We write both configuration files to Consul using the command line.

$ export CONSUL_HTTP_ADDR=${consul_cluster_address}
$ consul config write expense_service_resolver.hcl
$ consul config write expense_service_splitter.hcl

We can tell if Consul receives the configuration by checking the configuration entry on the Consul server.

$ export CONSUL_HTTP_ADDR=${consul_cluster_address}
$ consul config read -kind service-splitter -name expense                                                                                     {
    "Kind": "service-splitter",
    "Name": "expense",
    "Splits": [
        {
            "Weight": 50,
            "ServiceSubset": "v1"
        },
        {
            "Weight": 50,
            "ServiceSubset": "v2"
        }
    ],
    "CreateIndex": 165,
    "ModifyIndex": 213
}

By applying a service-splitter, we control how much traffic we send to a new version of a service. In this particular example, we can update the configuration to gradually increase traffic to version 2 for a canary release and ensure its production readiness. For A/B testing or routing based on HTTP headers, we can instead configure a service-router.

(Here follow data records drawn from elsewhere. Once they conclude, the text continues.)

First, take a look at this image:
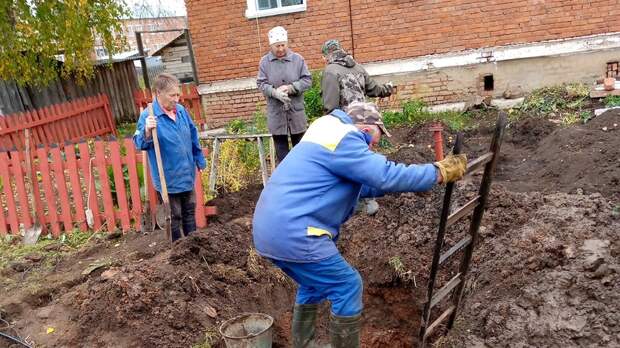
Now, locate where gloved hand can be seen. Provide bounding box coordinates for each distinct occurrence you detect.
[355,198,379,215]
[385,81,394,94]
[272,89,291,110]
[434,154,467,184]
[277,85,295,95]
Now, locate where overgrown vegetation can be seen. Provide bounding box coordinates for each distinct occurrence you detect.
[0,229,94,269]
[202,110,269,200]
[604,95,620,108]
[304,70,323,122]
[383,99,471,131]
[510,83,591,125]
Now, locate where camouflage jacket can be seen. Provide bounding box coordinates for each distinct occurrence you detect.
[321,51,390,113]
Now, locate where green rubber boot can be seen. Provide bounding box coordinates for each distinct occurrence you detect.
[329,314,362,348]
[292,304,319,348]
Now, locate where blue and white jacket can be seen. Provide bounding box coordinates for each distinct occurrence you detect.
[253,109,437,262]
[133,100,207,193]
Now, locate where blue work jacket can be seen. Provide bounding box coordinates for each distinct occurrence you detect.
[133,100,207,193]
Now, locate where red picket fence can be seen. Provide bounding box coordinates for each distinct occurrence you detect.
[0,94,116,150]
[133,84,207,129]
[0,138,215,236]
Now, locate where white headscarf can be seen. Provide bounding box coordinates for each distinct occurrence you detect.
[267,26,288,45]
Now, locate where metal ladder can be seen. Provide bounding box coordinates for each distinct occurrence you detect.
[200,133,276,193]
[418,111,507,347]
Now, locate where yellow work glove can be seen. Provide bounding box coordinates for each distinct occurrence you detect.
[434,155,467,184]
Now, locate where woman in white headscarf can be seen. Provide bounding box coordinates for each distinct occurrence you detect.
[257,26,312,163]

To test our traffic split, we call the report service and initiate a trace to the expense and database services. When we open the trace details for API calls to the report service, we see the sidecar proxy adds metadata to the trace through the proxy. Based on the node_id, we see the request forwarded to expense-v2-sidecar-proxy, which is version 2 of our expense service.

Jaeger UI with trace showing expense sidecar proxy going to version 2

In theory, our service-splitter configuration in Consul will direct half of the calls from the report service to version 1 of expense and the other half to version 2 of expense. We can verify this by calling the expense API several times. When we examine the traces, Consul directed four of seven requests to expense-v1-sidecar-proxy and the remaining three requests to expense-v2-sidecar-proxy.

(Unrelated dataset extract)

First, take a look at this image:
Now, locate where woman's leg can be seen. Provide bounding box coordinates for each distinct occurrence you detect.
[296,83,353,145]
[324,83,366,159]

Jaeger UI with 4 traces to expense version 1

Jaeger UI with 3 traces to expense version 2

By adding tracing to our .NET applications using a service mesh, we gain insight into the flow of traffic between different versions of our services. We did not need to add additional span metadata within the application code to identify the version of the services. We can use the traces to troubleshoot and compare the behavior of a request between different versions of the same service.

»Conclusions

We demonstrated how Consul's service mesh capability can be used to shape traffic and trace transactions across .NET applications. We introduced tracing for .NET applications and added the service mesh to include service metadata in traces. For services using a network protocol not supported by Consul, we walked through the addition of a span to application code to track the operation. Finally, we used Consul to split traffic between two versions of our service and used distributed tracing to correlate the API requests to different versions of the service.

Consul's service mesh features enable us to gain additional visibility and control requests between a variety of legacy and greenfield .NET workloads. To learn more about Consul, see the HashiCorp Learn guides. In addition to basic configuration, check out a deep dive of its features. We cover distributed tracing in greater detail in a different blog post.

Note that while we mention OpenTracing and Zipkin tracing specifications at the time of this post, future contributions for these projects may merge into the OpenTelemetry project.